Boulder: Day 2Posted: August 9, 2010 Filed under: Adventures in Life, family, food, Healthful Living Plan, nature, Photography, Summer, travel | Tags: Boulder, Colorado, cycling 6 Comments
Day 2 was fun, full, and exhausting. It was also another beauty of a day, weather-wise.
We began our day at The Boulder Bikesmith where we rented bikes which we’ll be using to get around Boulder for the next day or two. The tandem bike we rented last year was unavailable so I had to relearn how to ride a bike. The weird thing is that it’s true what they say about riding a bike. Having learned as a child, the basics are so ingrained that it all came right back to me after the initial wobbles. I’m not used to handbrakes and shifting gears but that didn’t take long to learn.
I took a grand total of four photos and none of them involve cycling or the things we did throughout the day. I decided not to take the camera along. At first my reasoning concerned the safety of anything I was carrying (in case I should take a spill). Later, when I felt confident enough to carry it in my daypack, I discovered the camera case will not fit in the daypack. I am not confident enough to carry the camera unprotected by the padding the case provides.
Hopefully I’ll find some time to walk around and snap a few shots. If not, oh well. I took loads of photos last year. You can find a few by doing a search for Boulder in the search box on the sidebar. Look for the posts from August of 2009.
We met M the Younger after picking up our bicycles. M the Younger and C went up around Bald Mountain Scenic Area to go on a heavy-duty bike ride that involved a long, steep climb up to Gold Hill and then the easier downhill back to Boulder. It took them about 2-1/2 to 3 hours.
M and I cycled around Boulder while they were off having their adventure. We ended up at Dot’s Diner for second breakfast. The best way to head off any signs of altitude adjustment (sickness) is to keep the body well-supplied with food and water. Dot’s Diner is a breakfast institution in Boulder. No trip here would be complete without at least one breakfast (first, second, or third) at Dot’s.
Eventually we all came back together and took off on the bike paths. Boulder has nearly 100 miles of linked bike paths and many of the main roads include a bike lane. I would love to live here. I’d rarely, if ever, need a car (which would be just peachy because I do not like driving, not one bit).
We ended up at the Pearl Street Mall in downtown Boulder, a pedestrian area that stretches from the 1100 to the 1400 blocks of Pearl Street. We had lunch at my favorite place to eat and drink in Boulder: The Mountain Sun Pub & Brewery. The food is amazing with plenty of great vegetarian choices, and their beers are delicious. Last year we were not able to drink this early into our trip due to the effects of being at higher altitude. This year we’ve had little to no symptoms of altitude sickness so we decided to risk it and had no problems. One beer is pretty much enough at this point in acclimating to the altitude.
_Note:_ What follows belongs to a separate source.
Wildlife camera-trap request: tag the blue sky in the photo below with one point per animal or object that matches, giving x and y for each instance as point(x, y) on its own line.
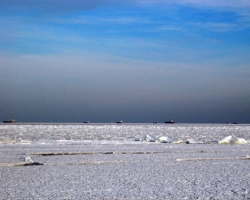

After lunch we strolled around and did a little shopping. I was looking for a specific item that I knew I could find in Boulder. Having found walking to be easy exercise, I decided to try running. Unfortunately my first week of training for a 5k resulted in knee pain and swelling. I gave up for a while but then came across several articles about barefoot running. I’ve been trying it and have no problems at all with my knees. Since I don’t really want to run outside in my bare feet (not at this point, at least), I decided to invest in a pair of Vibram Five Fingers. I tried on a few pair, walked and even took a few jogs around the store, and left with my new shoes. Or no shoes, as the case may sort of be.
That pretty much wraps up the day in Boulder. We went back out to M the Younger’s place for dinner, hung out for a while talking, and stopped to watch the sunset on our way back to the hotel in Boulder.
Today we’ll be biking and then hiking. We scoped out the big hill we’ll be climbing on our bikes. I may be walking a good part of it, not being used to working so hard on a bike. It looks pretty daunting from the bottom looking up, but we’ll see.